It’s such a common, simple word, but it manages to strike fear into the hearts of working professionals worldwide. Performance reviews within organizations serve a multitude of purposes, but primarily to help managers benchmark and evaluate the performance of their direct reports throughout a calendar year, and many times (or hopefully) create a strategy for development and advancement going forward. With the end of 2018 right around the corner, performance reviews are on the top of everyone’s mind.
Why would something as seemingly easy as a performance review induce so much stress and anxiety? Employees commonly believe that the review is directly tied to compensation, and sometimes that’s true. The glass half empty folks may feel as though it’s a time that their superiors use to pick apart their value as an employee, and perhaps the glass half full folks view it as an opportunity to potentially have their praises sung. Whatever the outlook may be, it’s obvious that the confusion around the performance review process itself may be to blame. Is it wise to hinge many important outcomes on a review process that isn’t standardized and objective across the board?
What can we do to help make the review process clear and beneficial for both parties and help push away the looming fog we feel rolling in come evaluation day?
An “open door” policy is never a bad thing to have in any business setting. When all parties involved stay in communication with one another, it’s less likely that anyone will be surprised about the feedback they receive in a review. The idea of an open door policy also brings me to my next point…
If you change your schedule of reviews from one annually to perhaps quarterly, the singular, “big” meeting at the end of each year isn’t so daunting. It’s also beneficial to review performance and productivity more often, as you can pinpoint areas of improvement quarter to quarter and could potentially alter strategies or business plans that can make a large impact before the year’s over. Why wait until December to work on developing crucial skills that could have directly affected performance back in May?
Be Open to Mutual Feedback
The idea that only your superiors have suggestions and development tips for you is gravely incorrect. The attitudes and productivity levels of those that report to you can be directly affected by your management style, and a notion of self-awareness can help you enhance your strengths and improve your weaknesses as a general employee and as a supervisor. Take the time to hear what they have to say, and it may make that notion of transparency much easier. There are also assessment tools – such as 360 assessments – that allow you to the view feedback from those that regularly interact with your role, regardless of organizational hierarchy, and compare their anonymous feedback with your own self-assessment.

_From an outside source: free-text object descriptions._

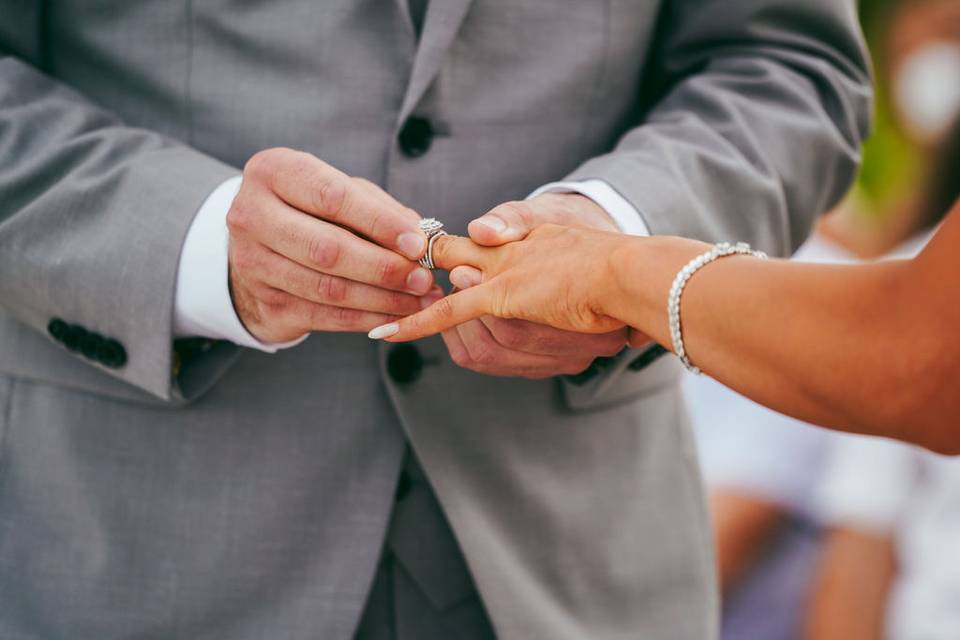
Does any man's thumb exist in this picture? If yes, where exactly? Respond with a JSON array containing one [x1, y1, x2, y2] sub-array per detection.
[[467, 202, 533, 246]]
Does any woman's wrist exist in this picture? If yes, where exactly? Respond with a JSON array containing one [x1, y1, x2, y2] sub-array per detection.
[[605, 235, 712, 345]]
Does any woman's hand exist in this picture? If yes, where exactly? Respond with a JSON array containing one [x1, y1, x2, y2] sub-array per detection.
[[368, 224, 630, 342]]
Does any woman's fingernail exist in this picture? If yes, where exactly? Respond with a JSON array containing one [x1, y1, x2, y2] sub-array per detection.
[[368, 323, 399, 340], [406, 267, 433, 295], [475, 215, 506, 233], [397, 232, 426, 259]]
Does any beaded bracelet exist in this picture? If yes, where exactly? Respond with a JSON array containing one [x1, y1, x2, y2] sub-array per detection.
[[668, 242, 768, 374]]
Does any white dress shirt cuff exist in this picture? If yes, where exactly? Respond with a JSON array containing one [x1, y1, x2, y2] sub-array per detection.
[[528, 179, 651, 236], [173, 176, 308, 353]]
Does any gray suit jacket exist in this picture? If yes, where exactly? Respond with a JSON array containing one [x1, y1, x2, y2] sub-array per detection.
[[0, 1, 870, 638]]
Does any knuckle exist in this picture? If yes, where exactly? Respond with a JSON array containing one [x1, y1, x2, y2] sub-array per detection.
[[314, 175, 349, 220], [387, 291, 415, 313], [435, 297, 457, 320], [316, 274, 347, 303], [243, 151, 271, 180], [229, 246, 256, 275], [257, 288, 289, 316], [449, 345, 472, 368], [495, 324, 528, 350], [468, 342, 496, 366], [330, 305, 362, 326], [306, 233, 341, 269], [376, 258, 402, 286], [366, 209, 391, 241], [244, 147, 289, 180], [226, 199, 253, 235]]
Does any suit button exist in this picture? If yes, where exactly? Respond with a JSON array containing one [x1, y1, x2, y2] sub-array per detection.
[[62, 325, 87, 353], [47, 318, 68, 342], [387, 344, 423, 384], [80, 331, 105, 361], [395, 471, 413, 502], [398, 116, 434, 158], [98, 339, 128, 369]]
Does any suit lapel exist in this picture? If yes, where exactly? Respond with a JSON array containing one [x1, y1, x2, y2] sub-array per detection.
[[399, 0, 475, 121]]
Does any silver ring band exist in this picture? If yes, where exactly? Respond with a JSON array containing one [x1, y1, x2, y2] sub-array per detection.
[[419, 230, 448, 269], [417, 218, 447, 270]]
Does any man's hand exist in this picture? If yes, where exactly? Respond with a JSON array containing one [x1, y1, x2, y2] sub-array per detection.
[[226, 148, 435, 343], [437, 193, 627, 379]]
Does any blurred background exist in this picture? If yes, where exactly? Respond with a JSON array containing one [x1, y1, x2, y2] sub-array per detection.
[[685, 1, 960, 638]]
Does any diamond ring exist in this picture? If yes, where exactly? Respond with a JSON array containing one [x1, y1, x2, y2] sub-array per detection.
[[418, 218, 448, 270]]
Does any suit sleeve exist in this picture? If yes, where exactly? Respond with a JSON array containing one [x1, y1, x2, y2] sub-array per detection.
[[561, 0, 872, 403], [0, 50, 240, 401]]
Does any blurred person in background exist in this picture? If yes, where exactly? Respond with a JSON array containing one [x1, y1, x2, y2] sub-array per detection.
[[821, 0, 960, 255], [688, 376, 831, 640], [807, 434, 960, 640]]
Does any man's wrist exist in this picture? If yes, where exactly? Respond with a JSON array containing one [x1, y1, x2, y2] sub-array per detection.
[[564, 193, 621, 232], [531, 192, 619, 233], [173, 175, 307, 352], [528, 179, 651, 236]]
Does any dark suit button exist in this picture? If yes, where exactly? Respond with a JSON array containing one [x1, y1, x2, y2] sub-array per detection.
[[398, 116, 434, 158], [395, 471, 413, 502], [98, 339, 128, 369], [62, 324, 87, 353], [47, 318, 68, 342], [387, 344, 423, 384], [80, 331, 105, 361]]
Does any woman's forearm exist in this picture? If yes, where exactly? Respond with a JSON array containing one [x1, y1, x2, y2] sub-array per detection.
[[376, 206, 959, 452], [608, 234, 959, 453]]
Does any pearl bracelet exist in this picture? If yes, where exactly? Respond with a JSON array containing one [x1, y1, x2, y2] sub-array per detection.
[[668, 241, 768, 374]]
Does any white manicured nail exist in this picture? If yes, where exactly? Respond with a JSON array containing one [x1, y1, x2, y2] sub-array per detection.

Standardized Review Process
Utilizing talent assessment tools can create a standardized process for reviews company-wide, and using behavioral analysis, you can create a clear picture of how your employees stack up to the desired skills for each specific position. The Devine Group’s assessment tools provide individualized reports that can be reviewed with the employee and can help create a development plan for the coming year. Zeroing in on behaviors and skills (measured by a proven tool) that directly affect success in a role makes the performance review process more than just a one-on-one conversation based around observation. Objective information in the review process can be incredibly valuable to the development of a single employee, a team and to the growth of your company entirely.